The recognition, most effectively forwarded by Jim Roberts and Chris Redman more than 20 years ago, that the maternal endothelial dysfunction that underlies the maternal signs and symptoms of preeclampsia were caused, at least in part, by excessive oxidative stress offered opportunities for developing novel therapies based on mitigating oxidative stress. Not surprisingly, the field received with much enthusiasm the results of Lucy Chappell’s small “proof-of-principle” study that suggested that supplementation with vitamins C and E reduced the recurrence risk of preeclampsia in women at high risk. We now know, of course, that subsequently large randomised controlled trials failed to confirm this effect and, indeed, suggested that, if anything vitamin C and E might worsen the disease in those who developed it. The metaphorical knuckles of the “antioxidant” enthusiasts had been soundly rapped and further clinical research has been sparse. That’s a pity.
However, using their RUPP rat model of preeclampsia, Joey Grainger and his team in Jackson, Mississippi have confirmed that excessive placental and endothelial oxidative stress are central to maternal hypertension. They have also shown that vitamin C does not mitigate the endothelial dysfunction. There is a lesson for all there – that experimental research can be used to better direct clinical research.

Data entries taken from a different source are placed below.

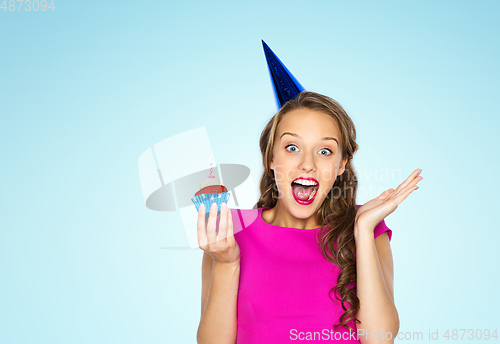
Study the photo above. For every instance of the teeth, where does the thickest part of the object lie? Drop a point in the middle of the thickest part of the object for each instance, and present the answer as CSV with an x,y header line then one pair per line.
x,y
305,182
312,195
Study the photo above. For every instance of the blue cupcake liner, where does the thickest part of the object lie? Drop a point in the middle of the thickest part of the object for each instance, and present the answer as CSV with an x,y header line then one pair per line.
x,y
207,199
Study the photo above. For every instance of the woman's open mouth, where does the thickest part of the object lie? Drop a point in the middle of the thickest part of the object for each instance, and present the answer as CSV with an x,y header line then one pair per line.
x,y
304,190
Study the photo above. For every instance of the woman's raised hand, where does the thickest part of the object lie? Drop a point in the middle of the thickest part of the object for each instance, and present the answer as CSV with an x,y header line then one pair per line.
x,y
221,246
374,211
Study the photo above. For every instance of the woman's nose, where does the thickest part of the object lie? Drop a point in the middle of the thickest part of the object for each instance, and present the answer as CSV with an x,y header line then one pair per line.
x,y
307,165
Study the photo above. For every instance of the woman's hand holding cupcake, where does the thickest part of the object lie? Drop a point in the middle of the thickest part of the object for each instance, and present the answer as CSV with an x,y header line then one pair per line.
x,y
222,246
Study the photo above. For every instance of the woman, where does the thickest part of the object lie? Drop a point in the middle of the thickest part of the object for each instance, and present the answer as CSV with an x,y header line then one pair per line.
x,y
313,265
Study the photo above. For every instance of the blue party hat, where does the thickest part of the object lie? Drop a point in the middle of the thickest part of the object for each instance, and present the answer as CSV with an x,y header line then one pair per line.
x,y
285,85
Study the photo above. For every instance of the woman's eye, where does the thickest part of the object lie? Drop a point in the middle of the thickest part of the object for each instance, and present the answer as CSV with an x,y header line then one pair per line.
x,y
326,150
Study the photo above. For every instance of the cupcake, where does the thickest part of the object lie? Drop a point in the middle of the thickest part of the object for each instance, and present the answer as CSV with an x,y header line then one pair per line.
x,y
211,191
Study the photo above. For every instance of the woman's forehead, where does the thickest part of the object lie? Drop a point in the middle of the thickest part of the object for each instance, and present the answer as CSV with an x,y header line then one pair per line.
x,y
306,122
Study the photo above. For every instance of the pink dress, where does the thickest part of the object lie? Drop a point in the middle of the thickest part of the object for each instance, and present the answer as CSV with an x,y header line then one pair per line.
x,y
283,293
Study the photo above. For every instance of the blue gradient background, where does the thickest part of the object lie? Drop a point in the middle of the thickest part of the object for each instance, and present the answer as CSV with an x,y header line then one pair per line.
x,y
87,88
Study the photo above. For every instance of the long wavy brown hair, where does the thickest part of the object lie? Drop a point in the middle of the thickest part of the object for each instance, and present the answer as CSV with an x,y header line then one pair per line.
x,y
338,211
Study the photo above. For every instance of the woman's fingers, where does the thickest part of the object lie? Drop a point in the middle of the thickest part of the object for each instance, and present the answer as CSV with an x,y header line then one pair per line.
x,y
231,242
202,232
223,223
405,193
211,225
412,178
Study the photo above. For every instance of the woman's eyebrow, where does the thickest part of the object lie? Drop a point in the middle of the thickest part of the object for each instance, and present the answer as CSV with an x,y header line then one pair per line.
x,y
297,135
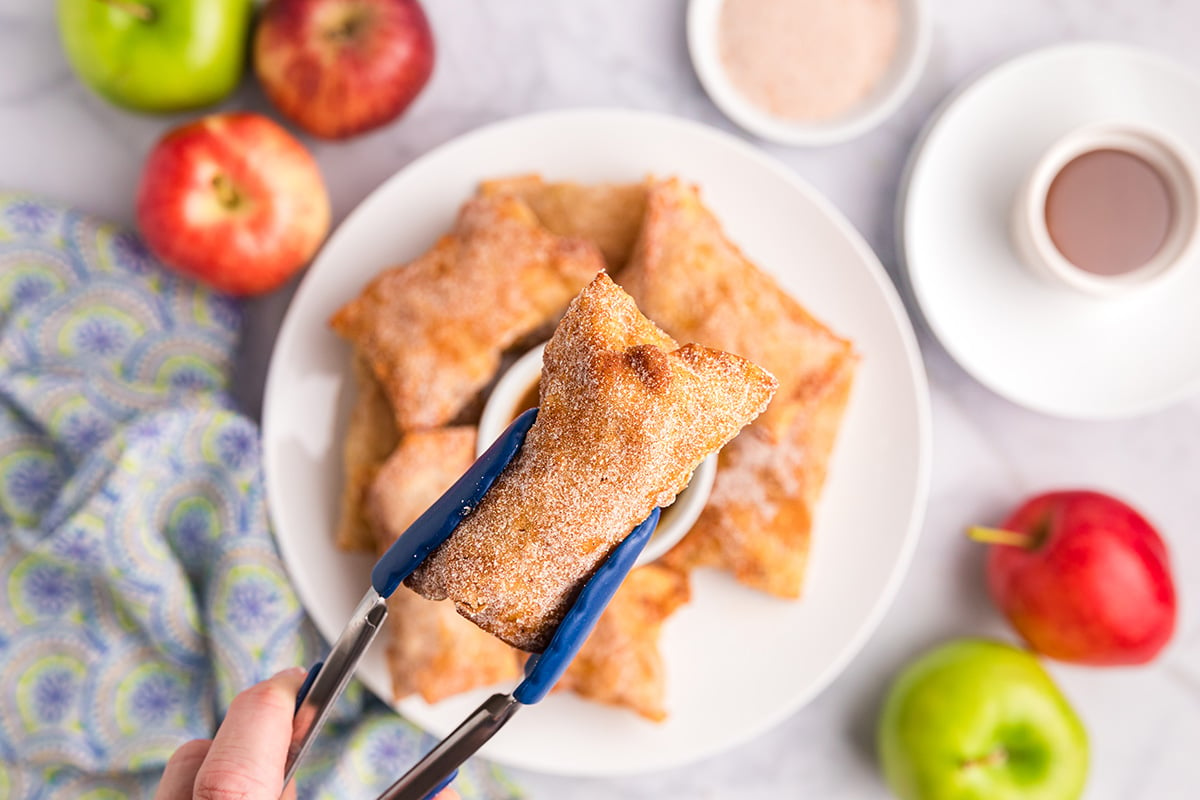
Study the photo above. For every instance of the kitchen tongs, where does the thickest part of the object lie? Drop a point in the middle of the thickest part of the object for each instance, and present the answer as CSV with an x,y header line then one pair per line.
x,y
327,679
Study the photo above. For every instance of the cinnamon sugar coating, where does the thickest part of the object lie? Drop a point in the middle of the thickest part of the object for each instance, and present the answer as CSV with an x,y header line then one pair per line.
x,y
433,330
625,416
431,649
370,438
694,282
606,214
621,663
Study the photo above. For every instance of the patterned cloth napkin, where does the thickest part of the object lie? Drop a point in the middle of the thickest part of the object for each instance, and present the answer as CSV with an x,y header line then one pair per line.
x,y
143,588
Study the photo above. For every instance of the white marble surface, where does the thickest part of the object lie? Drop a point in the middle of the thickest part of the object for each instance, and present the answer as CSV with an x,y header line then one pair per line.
x,y
502,59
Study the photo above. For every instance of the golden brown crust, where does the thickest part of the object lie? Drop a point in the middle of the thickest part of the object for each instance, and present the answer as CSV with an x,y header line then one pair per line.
x,y
759,519
370,438
433,330
431,649
699,287
624,419
606,214
688,277
621,663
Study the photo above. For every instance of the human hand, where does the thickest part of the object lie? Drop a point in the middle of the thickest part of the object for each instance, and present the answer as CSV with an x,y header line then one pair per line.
x,y
245,759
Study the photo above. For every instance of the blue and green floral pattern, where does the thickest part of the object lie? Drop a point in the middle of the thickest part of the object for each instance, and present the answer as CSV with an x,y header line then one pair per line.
x,y
142,585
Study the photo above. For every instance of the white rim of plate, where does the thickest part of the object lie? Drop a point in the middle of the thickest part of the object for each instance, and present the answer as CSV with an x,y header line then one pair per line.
x,y
911,528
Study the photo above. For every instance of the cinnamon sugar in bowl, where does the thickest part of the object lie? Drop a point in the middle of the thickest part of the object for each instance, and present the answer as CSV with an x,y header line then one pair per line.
x,y
808,72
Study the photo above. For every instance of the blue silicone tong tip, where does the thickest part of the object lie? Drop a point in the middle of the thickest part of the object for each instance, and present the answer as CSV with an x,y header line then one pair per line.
x,y
544,669
438,522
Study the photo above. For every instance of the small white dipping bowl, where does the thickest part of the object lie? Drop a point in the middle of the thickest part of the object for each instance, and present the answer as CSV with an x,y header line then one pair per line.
x,y
505,403
912,49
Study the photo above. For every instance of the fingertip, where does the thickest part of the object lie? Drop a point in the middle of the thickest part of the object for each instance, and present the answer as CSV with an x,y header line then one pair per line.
x,y
288,677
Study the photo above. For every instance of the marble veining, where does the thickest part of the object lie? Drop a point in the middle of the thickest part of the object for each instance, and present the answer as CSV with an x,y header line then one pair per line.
x,y
497,60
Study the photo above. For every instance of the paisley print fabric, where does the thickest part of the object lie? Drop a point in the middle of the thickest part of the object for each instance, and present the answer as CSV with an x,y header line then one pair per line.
x,y
142,585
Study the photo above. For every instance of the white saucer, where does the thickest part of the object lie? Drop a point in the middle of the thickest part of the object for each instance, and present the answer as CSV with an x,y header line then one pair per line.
x,y
1038,344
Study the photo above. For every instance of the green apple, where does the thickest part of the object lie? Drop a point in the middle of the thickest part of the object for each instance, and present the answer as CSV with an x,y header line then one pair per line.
x,y
157,55
977,720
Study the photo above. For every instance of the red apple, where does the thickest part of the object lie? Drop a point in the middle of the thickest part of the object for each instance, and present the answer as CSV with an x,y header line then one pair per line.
x,y
233,200
340,67
1083,577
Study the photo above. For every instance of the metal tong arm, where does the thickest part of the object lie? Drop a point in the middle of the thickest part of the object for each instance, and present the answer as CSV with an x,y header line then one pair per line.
x,y
543,671
327,680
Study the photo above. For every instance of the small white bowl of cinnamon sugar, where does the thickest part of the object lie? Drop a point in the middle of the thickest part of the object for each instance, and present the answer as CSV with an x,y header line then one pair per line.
x,y
516,391
808,72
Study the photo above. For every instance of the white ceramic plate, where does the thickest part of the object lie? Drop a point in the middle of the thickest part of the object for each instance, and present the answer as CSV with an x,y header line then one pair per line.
x,y
738,661
1043,346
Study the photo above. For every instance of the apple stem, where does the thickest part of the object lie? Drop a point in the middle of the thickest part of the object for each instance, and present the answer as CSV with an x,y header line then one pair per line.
x,y
142,11
995,758
1001,536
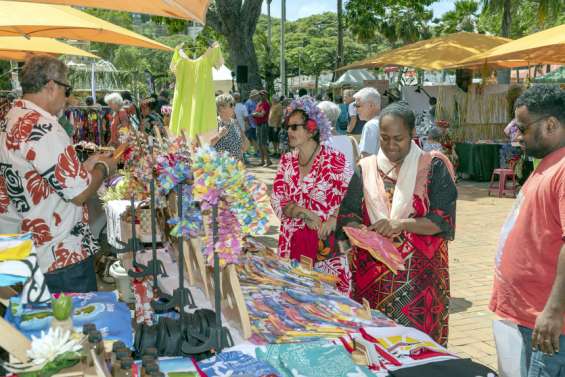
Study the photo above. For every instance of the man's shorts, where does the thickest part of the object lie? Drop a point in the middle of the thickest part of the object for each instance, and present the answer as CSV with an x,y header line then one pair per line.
x,y
274,134
263,134
251,133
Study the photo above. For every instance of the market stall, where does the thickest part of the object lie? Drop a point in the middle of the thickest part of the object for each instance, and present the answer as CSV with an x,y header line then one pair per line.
x,y
193,235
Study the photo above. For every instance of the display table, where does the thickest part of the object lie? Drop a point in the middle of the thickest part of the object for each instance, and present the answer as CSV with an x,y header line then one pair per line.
x,y
478,160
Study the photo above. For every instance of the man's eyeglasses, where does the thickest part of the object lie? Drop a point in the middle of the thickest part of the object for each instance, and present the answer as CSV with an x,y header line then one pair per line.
x,y
294,127
523,127
68,88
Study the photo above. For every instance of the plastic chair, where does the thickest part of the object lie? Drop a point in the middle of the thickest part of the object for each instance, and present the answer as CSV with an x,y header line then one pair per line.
x,y
504,174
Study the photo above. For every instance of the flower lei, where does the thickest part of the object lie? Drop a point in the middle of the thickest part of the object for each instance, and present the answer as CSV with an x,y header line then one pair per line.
x,y
172,167
316,117
243,205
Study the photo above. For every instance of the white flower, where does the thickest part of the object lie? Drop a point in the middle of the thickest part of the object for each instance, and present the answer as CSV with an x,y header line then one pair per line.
x,y
50,345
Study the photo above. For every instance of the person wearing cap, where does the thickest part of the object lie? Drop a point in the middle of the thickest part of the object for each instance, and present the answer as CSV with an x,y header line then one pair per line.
x,y
309,186
43,185
261,116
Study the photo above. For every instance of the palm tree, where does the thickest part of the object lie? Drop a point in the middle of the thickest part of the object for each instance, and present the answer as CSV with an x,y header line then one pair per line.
x,y
545,8
339,60
462,18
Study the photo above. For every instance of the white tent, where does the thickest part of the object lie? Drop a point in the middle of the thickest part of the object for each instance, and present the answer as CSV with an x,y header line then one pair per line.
x,y
354,78
222,79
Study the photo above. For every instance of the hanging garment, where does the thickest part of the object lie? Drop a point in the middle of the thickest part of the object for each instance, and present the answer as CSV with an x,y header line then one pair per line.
x,y
194,105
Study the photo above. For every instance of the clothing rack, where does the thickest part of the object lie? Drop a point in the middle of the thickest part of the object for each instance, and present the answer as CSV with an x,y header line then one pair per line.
x,y
95,120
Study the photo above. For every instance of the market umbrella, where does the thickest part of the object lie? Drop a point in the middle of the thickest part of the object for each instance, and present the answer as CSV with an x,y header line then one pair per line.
x,y
544,47
433,54
59,21
557,76
20,48
187,9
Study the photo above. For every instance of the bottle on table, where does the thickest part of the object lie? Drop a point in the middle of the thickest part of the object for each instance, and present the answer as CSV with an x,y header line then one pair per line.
x,y
125,368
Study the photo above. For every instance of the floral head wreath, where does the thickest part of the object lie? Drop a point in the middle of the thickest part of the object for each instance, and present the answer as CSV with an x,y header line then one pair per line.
x,y
316,118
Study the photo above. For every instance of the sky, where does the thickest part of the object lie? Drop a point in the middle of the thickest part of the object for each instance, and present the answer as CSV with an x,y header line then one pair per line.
x,y
303,8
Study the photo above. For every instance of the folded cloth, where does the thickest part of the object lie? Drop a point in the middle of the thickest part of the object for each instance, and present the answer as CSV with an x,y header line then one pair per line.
x,y
23,270
234,364
459,368
379,247
7,280
15,246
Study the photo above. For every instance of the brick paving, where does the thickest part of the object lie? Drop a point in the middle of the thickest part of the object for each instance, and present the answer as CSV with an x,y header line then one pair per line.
x,y
471,263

We have recently shown that increased endothelial NADP(H) oxidase-2 (NOX2) activity causes the endothelial oxidative stress and dysfunction in preeclampsia and that this is amenable to therapeutic targeting. We have been assessing an array of anti-oxidant and pro-oxidant therapies that target both NOX and Nrf2, an antioxidant transcription factor, with a view to improving endothelial function. In this talk we will summarise both preclinical and clinical data on the use of melatonin and the next generation of adjuvant therapies for preeclampsia that target oxidative stress pathways.